Nous avons toujours en tête que les usages évoluent rapidement et que ce bouquet doit sans cesse se réinventer et innover. Nous sommes donc très attentifs aux nouvelles pratiques qui se développent, pour pouvoir informer toujours plus largement, via les canaux que les gens utilisent.
Où commence et où s’arrête le pouvoir des médias ? Quelle est leur influence sur la société mais aussi sur l’action du gouvernement ?
Depuis le siècle des Lumières, l’information est, par essence, un progrès pour l’être humain car elle permet l’émancipation et rehausse notre capacité d’action. Au niveau individuel, elle permet de nous positionner par rapport au monde et nous donne des outils pour agir en tant que citoyen. Au niveau collectif, elle structure l’espace public et façonne l’agenda. Pour expliquer cette notion simplement, les journalistes font le tri dans les événements pour mettre en avant ce qui semble important pour la communauté. Ils ouvrent donc la discussion qui permet ensuite aux forces publiques de s’organiser autour d’un certain nombre de propositions ou de thèmes.
Et si l’on reprend rapidement l’histoire du journalisme, les années 1860-1870, et plus largement la fin du XXe siècle, voire au début du XXIe siècle, ont été marquées par le journalisme de masse. Pour des raisons techniques et économiques, on envoyait le même message à tout le monde. Mais avec les médias électroniques, la masse a été remplacée par la multitude. Et cette multitude est bien plus difficile à aborder pour les journalistes.
Or, pour toutes les raisons que je viens d’évoquer, les journalistes sont depuis toujours un contre-pouvoir absolument nécessaire. En témoigne un exemple, certes un peu daté, mais toujours aussi pertinent : celui de l’enquête de deux journalistes du Washington Post, qui ont mis en lumière l’affaire du Watergate – d’ailleurs très bien retracée dans le film Les Hommes du président, d’Alan J. Pakula – ayant mené à la démission de Richard Nixon en 1974.

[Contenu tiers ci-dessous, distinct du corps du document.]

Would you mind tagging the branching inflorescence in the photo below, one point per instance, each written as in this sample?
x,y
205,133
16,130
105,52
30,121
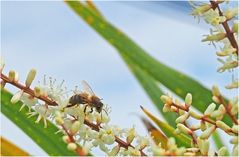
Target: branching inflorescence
x,y
222,33
85,128
81,128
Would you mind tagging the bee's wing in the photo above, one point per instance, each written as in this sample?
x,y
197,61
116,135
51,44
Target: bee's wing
x,y
87,88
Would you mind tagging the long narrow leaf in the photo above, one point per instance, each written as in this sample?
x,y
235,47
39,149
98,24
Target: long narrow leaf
x,y
10,149
177,82
181,85
46,138
181,139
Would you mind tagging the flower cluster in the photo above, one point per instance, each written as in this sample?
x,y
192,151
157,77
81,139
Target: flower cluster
x,y
84,127
221,32
209,121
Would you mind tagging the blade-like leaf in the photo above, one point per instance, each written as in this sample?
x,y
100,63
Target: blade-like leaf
x,y
46,138
151,88
10,149
177,82
181,85
157,135
181,139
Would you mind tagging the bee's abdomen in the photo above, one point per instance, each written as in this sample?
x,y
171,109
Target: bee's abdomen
x,y
75,99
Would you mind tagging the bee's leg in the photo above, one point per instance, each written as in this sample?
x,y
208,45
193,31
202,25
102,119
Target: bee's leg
x,y
85,108
91,110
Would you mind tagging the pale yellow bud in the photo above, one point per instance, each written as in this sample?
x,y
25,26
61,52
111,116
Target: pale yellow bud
x,y
71,146
114,151
230,13
12,75
184,129
216,99
59,120
166,99
182,118
203,126
215,91
75,127
222,125
166,108
235,27
30,77
16,97
210,109
131,135
188,99
222,151
207,132
66,139
215,37
235,150
234,140
235,128
37,91
194,114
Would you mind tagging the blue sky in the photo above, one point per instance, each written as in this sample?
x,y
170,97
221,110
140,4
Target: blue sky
x,y
50,37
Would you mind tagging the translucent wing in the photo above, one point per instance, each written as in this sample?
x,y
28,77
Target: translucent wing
x,y
87,88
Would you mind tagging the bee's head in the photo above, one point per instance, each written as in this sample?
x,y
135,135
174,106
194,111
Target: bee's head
x,y
99,106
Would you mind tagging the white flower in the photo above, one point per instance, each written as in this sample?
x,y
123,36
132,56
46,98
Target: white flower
x,y
212,17
28,101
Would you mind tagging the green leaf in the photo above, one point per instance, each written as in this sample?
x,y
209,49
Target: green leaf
x,y
175,81
46,138
10,149
157,136
151,88
182,140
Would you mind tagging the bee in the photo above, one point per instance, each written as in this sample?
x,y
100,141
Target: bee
x,y
87,97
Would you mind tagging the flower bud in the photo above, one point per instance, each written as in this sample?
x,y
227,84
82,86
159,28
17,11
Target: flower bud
x,y
226,52
235,150
16,97
215,91
207,132
215,99
235,27
188,99
182,118
166,99
234,140
75,127
30,77
222,151
210,109
166,108
215,37
2,64
184,129
223,126
37,91
12,75
231,13
194,114
59,120
204,146
201,9
222,109
203,126
216,114
131,135
235,128
66,139
114,151
71,146
177,131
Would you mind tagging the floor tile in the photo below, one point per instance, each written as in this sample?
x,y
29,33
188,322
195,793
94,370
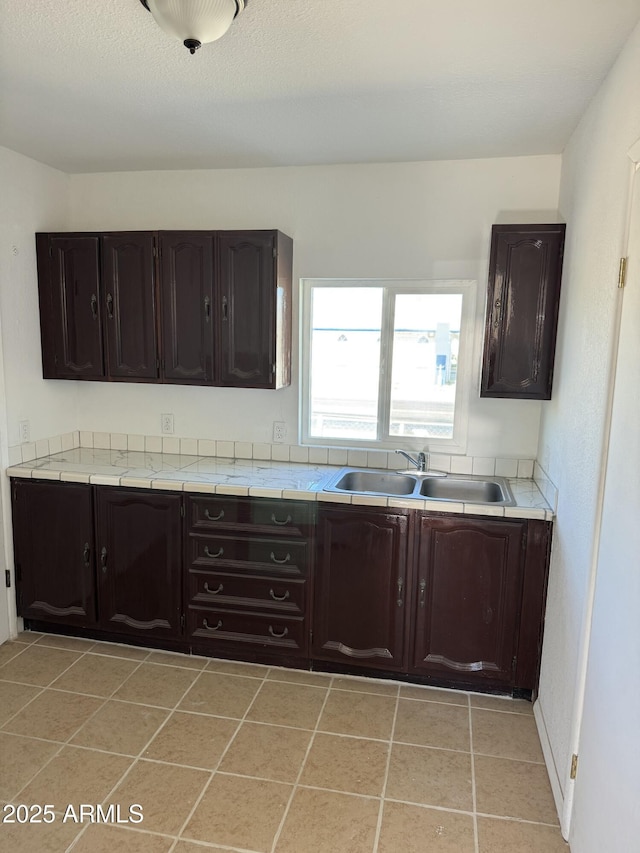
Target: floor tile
x,y
432,724
505,735
73,644
196,740
53,715
327,822
21,758
239,812
268,752
40,837
415,829
501,703
513,789
153,684
359,714
507,836
287,704
76,776
85,677
13,697
433,694
354,765
38,665
431,777
221,695
121,727
104,838
166,793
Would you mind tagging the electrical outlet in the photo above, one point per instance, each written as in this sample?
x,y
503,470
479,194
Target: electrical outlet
x,y
166,424
279,432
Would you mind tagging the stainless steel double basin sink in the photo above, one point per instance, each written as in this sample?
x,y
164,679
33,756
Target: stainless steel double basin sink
x,y
450,487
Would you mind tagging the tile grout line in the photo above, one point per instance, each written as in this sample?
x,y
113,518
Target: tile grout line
x,y
213,771
294,788
476,841
383,793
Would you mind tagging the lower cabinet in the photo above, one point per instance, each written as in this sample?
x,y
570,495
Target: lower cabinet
x,y
361,587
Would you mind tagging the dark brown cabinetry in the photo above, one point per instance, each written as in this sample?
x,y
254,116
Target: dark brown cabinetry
x,y
54,552
525,268
139,550
97,306
247,571
362,585
219,312
469,583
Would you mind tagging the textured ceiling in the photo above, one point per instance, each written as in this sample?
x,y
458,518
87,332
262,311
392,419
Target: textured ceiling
x,y
97,86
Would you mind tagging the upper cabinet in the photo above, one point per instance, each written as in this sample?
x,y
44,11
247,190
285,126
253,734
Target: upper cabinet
x,y
185,307
525,269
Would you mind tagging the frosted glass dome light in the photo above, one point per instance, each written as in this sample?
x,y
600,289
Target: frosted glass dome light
x,y
194,22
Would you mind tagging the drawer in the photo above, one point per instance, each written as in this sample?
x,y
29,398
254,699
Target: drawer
x,y
289,518
250,554
273,632
217,589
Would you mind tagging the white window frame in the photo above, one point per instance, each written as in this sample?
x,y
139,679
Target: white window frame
x,y
464,377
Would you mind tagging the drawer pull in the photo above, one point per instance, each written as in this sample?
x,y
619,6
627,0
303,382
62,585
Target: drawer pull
x,y
208,553
274,559
210,517
279,597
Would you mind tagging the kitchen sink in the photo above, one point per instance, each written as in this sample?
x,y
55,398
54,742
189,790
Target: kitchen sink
x,y
451,487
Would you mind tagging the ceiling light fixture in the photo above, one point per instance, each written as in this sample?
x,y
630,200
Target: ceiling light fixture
x,y
194,22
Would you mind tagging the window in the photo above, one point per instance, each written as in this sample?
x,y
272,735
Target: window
x,y
385,363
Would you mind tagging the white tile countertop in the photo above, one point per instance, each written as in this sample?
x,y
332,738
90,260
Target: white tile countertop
x,y
257,478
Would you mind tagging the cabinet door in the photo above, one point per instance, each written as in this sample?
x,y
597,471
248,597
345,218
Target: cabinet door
x,y
128,305
469,589
247,297
139,561
186,277
525,268
74,281
361,588
53,541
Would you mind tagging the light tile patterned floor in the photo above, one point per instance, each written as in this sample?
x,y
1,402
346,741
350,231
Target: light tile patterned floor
x,y
230,756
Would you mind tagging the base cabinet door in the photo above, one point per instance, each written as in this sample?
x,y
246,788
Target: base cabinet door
x,y
138,554
360,597
53,543
469,586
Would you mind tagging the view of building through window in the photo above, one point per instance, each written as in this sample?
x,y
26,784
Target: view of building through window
x,y
383,363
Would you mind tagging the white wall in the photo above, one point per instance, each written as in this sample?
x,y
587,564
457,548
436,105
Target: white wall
x,y
593,199
416,220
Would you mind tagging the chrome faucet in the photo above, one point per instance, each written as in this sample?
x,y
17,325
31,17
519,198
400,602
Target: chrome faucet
x,y
421,462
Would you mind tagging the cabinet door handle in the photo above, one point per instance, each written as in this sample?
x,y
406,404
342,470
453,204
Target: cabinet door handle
x,y
208,553
274,559
279,597
210,517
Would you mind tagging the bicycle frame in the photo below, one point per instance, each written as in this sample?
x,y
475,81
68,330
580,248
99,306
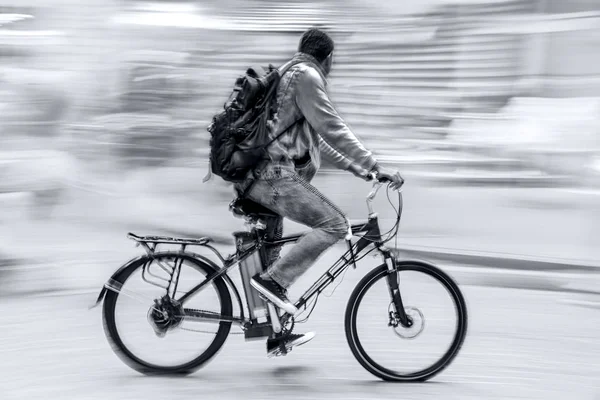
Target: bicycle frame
x,y
372,235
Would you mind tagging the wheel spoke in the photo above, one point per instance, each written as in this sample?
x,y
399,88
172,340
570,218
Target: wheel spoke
x,y
426,342
148,332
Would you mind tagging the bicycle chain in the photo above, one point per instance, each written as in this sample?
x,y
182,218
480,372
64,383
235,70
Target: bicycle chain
x,y
202,331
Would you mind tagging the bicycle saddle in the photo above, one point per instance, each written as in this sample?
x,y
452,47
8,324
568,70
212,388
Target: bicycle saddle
x,y
249,208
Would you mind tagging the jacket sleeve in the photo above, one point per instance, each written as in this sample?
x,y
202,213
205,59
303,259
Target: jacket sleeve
x,y
340,161
314,103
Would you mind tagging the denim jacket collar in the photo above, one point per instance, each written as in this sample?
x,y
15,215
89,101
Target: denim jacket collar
x,y
308,58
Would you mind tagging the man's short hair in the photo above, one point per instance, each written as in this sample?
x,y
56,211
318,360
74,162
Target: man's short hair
x,y
316,43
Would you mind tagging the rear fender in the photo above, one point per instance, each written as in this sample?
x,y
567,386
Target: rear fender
x,y
135,262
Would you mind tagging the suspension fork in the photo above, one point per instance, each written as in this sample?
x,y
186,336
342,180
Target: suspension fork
x,y
394,287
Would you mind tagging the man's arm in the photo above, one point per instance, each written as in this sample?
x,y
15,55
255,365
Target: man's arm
x,y
317,108
339,161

Aujourd’hui, la multiplication des messages rend plus difficile la transmission des informations. Quand une enquête était publiée dans un grand journal national dans les années 1970, celle-ci pouvait facilement être lue, « découverte » par les citoyens, car le nombre de sources d’information était limité. Ce n’est plus le cas aujourd’hui. Les médias doivent effectuer un travail supplémentaire, après la publication de l’information, pour s’assurer qu’elle atteigne bien le public dans cet univers de surabondance et où l’algorithme fait loi.